According to their web site, the Taser® X26 is the most popular electronic control devise used by law enforcement today. Its chunky, pistol-shaped plastic housing is designed to be aimed and shot like a hand gun. The standard model includes a laser site and a flashlight and a cartridge of compressed nitrogen that can spit two barrel-shaped, barbed probes up to thirty-five feet. The probes remain attached to the weapon by fish line-like filaments that aren’t strong enough to land a respectable Wisconsin Bluegill, but will have a human being flopping on the deck in… well, in three seconds.

The pain is unique. I know a little bit about pain. I misspent my youth as a clumsy tom boy and a large chunk of my adulthood in the martial arts. At differing times and places I’ve broken my right wrist, middle finger, middle finger knuckle, and thumb; my right ankle, two toes on my left foot (twice), my nose (twice, once with nun chucks), and had two screws removed from the end of my right femur without the benefit of anesthetic.

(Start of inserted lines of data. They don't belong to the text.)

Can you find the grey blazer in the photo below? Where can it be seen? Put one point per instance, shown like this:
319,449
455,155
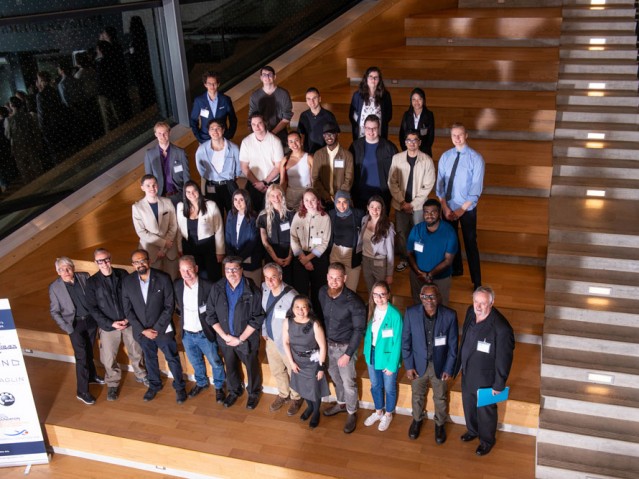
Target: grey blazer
62,307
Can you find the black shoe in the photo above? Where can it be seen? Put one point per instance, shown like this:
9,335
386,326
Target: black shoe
197,389
414,429
86,398
351,423
180,396
230,400
252,402
467,437
149,395
220,395
112,394
483,449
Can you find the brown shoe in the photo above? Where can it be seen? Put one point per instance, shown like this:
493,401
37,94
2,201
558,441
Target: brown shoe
294,407
278,403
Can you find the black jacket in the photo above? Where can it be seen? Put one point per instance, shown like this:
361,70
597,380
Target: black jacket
203,291
103,300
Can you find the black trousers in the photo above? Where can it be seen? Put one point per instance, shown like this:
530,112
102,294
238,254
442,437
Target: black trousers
233,360
480,421
468,223
82,339
309,282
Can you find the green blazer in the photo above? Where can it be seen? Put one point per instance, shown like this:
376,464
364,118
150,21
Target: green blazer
388,350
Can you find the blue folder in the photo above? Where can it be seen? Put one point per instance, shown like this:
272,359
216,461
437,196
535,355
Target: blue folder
485,396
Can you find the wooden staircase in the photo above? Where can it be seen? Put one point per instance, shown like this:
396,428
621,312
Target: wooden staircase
589,418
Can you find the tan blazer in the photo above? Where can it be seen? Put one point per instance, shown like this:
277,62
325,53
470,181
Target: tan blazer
342,177
154,234
423,179
207,225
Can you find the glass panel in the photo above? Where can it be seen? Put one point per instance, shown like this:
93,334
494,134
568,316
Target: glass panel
80,93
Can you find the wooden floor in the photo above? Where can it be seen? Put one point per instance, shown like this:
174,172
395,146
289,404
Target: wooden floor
281,446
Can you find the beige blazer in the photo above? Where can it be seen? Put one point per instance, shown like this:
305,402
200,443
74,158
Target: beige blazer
154,234
208,224
423,179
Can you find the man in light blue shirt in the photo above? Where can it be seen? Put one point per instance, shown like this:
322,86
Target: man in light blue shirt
460,179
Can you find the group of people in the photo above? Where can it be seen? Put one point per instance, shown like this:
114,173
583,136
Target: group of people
319,217
75,105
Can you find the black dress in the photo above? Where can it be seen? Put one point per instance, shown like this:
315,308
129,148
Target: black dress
302,343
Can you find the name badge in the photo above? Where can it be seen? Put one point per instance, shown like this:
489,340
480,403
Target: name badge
483,347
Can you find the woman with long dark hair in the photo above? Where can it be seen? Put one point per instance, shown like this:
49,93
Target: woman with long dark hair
243,237
200,231
305,346
377,244
371,98
420,119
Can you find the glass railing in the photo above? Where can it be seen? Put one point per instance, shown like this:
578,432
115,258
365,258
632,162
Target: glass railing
235,38
80,91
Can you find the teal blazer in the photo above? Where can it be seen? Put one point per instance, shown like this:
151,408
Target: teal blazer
388,351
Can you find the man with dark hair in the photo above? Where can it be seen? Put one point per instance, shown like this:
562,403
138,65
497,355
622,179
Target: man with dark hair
431,247
332,166
198,338
147,296
485,358
274,103
429,350
212,104
104,301
460,179
69,310
168,163
234,309
345,322
373,156
260,156
313,120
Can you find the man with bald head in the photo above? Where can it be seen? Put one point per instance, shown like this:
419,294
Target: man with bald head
429,350
485,357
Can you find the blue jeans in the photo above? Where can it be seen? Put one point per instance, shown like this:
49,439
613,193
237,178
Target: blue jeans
383,384
198,345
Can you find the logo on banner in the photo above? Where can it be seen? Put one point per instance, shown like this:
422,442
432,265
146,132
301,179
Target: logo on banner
7,399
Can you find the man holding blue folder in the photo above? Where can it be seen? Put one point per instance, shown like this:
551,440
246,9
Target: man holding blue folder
485,357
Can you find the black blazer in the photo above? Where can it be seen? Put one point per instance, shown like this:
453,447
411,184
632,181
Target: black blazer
157,313
203,291
488,370
426,125
248,311
105,302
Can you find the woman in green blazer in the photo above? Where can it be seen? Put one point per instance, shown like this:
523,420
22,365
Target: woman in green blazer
383,352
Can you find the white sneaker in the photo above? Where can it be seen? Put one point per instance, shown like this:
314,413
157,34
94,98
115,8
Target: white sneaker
373,418
384,422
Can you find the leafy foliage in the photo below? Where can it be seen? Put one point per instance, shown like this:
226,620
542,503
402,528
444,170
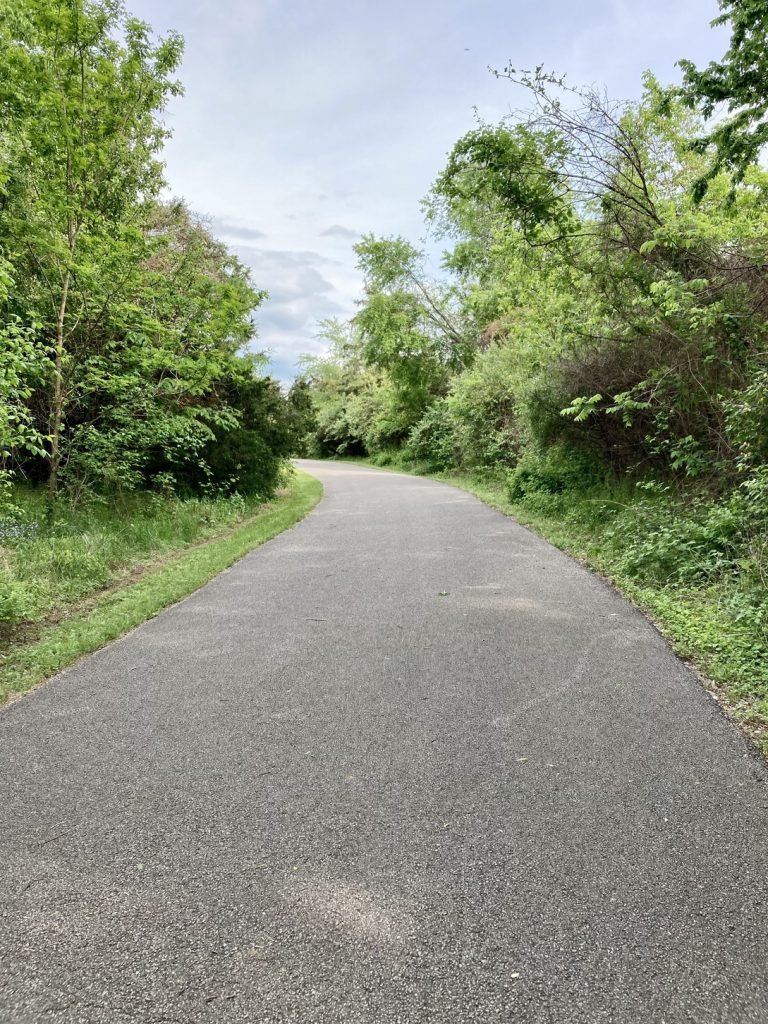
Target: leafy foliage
123,321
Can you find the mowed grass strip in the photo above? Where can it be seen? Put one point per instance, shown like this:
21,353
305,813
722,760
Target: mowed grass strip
119,611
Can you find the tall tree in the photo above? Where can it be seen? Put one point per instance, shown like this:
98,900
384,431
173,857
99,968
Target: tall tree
739,81
81,89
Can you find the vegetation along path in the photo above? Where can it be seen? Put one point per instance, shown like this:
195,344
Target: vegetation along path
407,762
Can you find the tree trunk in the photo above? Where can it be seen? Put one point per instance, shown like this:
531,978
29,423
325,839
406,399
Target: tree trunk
56,415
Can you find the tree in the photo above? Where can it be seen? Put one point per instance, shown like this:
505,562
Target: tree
739,81
82,89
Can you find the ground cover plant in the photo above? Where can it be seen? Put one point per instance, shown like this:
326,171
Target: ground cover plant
135,418
178,549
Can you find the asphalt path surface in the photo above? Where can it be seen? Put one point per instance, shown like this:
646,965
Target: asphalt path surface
403,763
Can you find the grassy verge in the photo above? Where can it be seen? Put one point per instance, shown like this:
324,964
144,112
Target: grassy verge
32,654
676,560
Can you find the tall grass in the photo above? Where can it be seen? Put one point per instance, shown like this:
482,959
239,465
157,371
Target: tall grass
48,564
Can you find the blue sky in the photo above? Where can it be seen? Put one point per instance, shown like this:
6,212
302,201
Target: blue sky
307,123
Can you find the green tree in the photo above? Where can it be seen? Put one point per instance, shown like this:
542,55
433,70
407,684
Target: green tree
739,83
81,88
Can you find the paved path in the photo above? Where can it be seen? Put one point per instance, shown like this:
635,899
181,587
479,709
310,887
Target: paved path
404,763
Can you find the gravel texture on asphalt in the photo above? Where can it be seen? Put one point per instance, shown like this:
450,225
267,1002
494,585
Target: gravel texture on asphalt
404,763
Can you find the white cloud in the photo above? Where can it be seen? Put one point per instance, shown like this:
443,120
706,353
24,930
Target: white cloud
303,119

If you’ve ever been shocked by static electricity, an electric fence or a bad cord connected to a kitchen appliance that’s a place to start. Imagine shuffling through an acre of shag carpet and backing into a stop sign-sized door knob. You’re getting closer. Couple the full-body shock with full-body muscle clench and hold that pose while you count, “One Mississippi, two Mississippi, three Mississippi.” Three seconds can last forever.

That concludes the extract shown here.